In return, the city has agreed to give baseball one-third of parking revenue generated by a new stadium on non-game days, city officials said yesterday.

Over the course of the stadium’s life, expected to be 30 to 40 years, baseball would get back its $20 million, according to sources familiar with the lease negotiations.

And the Times:

D.C. officials negotiating a lease agreement for the ballpark said they have managed to secure $20 million from Major League Baseball (MLB) for a 1,225-space VIP parking lot at the stadium site, with the only concession being that the city will split revenue from those spaces with the league.

One city official, who spoke on the condition of anonymity because talks are ongoing, said it is hardly a concession at all, because VIP spaces are commonly provided to a team in exchange for rent.

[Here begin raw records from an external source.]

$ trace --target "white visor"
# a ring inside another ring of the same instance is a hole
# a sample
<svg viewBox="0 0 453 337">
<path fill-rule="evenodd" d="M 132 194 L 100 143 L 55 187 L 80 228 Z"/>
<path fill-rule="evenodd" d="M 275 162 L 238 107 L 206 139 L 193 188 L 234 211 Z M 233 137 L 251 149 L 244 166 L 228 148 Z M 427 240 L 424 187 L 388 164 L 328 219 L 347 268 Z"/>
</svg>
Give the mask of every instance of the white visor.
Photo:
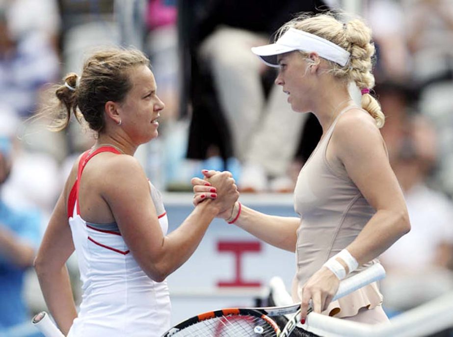
<svg viewBox="0 0 453 337">
<path fill-rule="evenodd" d="M 277 55 L 293 51 L 314 52 L 343 67 L 349 61 L 350 55 L 349 52 L 325 39 L 295 28 L 289 28 L 275 43 L 252 48 L 254 54 L 271 67 L 278 67 Z"/>
</svg>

I’m putting my money on the Post getting it right here, if only because it seems unlikely that one-third of revenues from a single 1,225-space parking lot could generate $20 million in present value. (Each space would have to bring in an average of about $12 a day on non-game days to produce this kind of cash … maybe “optimistic” is a better term than “unlikely.”)

In any case, whether this is common practice or not, it’s hardly a new source of stadium revenue, since D.C. could have just fronted the money itself for the parking lot and paid itself back with future revenues. (Yet another example of why stadium deals need to be evaluated based on total costs and benefits in the lease, not just up-front costs.) Stadium critics on the council were quick to jump on this point, with David Catania calling the MLB offer “outrageous … [MLB] offers to help with $20 million, but they’ll get that back and then some over time,” while Jim Graham called the offer “totally illusory. It doesn’t deceive any thinking person.”

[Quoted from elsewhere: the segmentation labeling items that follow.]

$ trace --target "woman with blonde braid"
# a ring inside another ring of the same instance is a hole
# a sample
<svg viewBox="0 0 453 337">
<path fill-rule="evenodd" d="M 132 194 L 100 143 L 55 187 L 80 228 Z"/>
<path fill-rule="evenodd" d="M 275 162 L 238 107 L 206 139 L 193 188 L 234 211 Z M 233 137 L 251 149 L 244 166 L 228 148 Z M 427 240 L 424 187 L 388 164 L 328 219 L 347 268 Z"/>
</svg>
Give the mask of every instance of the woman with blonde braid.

5 comments on “D.C.: Pay no attention to that $700m behind the curtain

  1. Actually, if the parking lot is going to be right next to the Metro station, $12/day sounds just about right.

  2. *Especially* weekends.

    It’s seriously expensive to park in downtown D.C. Right now, there’d be no reason to park around the stadium, but given the development that seems to already be occuring down there, people will be looking for parking to go out.

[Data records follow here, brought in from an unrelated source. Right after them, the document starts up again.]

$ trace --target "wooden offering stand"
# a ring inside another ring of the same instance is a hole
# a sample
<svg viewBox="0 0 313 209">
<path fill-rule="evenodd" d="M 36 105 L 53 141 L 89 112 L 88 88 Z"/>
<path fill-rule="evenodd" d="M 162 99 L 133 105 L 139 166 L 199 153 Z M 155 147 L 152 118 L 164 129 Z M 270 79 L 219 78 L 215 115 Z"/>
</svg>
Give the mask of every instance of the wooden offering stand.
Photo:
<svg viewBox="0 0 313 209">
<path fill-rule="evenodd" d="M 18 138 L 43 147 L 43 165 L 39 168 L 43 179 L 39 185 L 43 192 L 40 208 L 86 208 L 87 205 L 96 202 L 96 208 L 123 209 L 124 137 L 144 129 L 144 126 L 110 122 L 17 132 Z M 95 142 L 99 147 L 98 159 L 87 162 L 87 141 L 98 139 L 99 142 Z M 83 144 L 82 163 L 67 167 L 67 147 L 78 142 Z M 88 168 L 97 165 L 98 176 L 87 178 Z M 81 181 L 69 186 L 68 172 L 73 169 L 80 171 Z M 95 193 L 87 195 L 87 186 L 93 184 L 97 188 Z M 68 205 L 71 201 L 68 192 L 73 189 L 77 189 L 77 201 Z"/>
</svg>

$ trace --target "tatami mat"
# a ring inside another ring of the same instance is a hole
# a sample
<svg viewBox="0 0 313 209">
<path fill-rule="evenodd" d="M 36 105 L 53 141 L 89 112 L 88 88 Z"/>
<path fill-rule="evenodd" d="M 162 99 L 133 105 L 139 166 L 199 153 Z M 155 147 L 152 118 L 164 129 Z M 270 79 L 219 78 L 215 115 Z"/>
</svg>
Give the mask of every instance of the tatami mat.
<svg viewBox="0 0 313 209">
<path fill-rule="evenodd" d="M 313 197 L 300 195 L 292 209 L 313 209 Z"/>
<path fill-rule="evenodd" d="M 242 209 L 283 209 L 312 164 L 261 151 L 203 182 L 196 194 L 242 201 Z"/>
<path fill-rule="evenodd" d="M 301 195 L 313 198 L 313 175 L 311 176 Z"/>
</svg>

  3. $12/day sounds pretty cheap to me, and pretty realistic too, depending on how close to the downtown area this garage will be. Here in Boston nobody blinks at having to pay upwards of $25/day to park, and during Sox games the lots aruond Fenway annoy the mayor by gouging you for $50.

  4. What I was questioning was whether the spots would average $12 a day in revenue – that means if they charge $12, all the spots would have to be full seven days a week, which seemed unlikely for a neighborhood that, at first at least, would mostly just have a stadium. I hadn’t considered the park-and-ride aspects, though, which I guess in D.C. could be a big issue.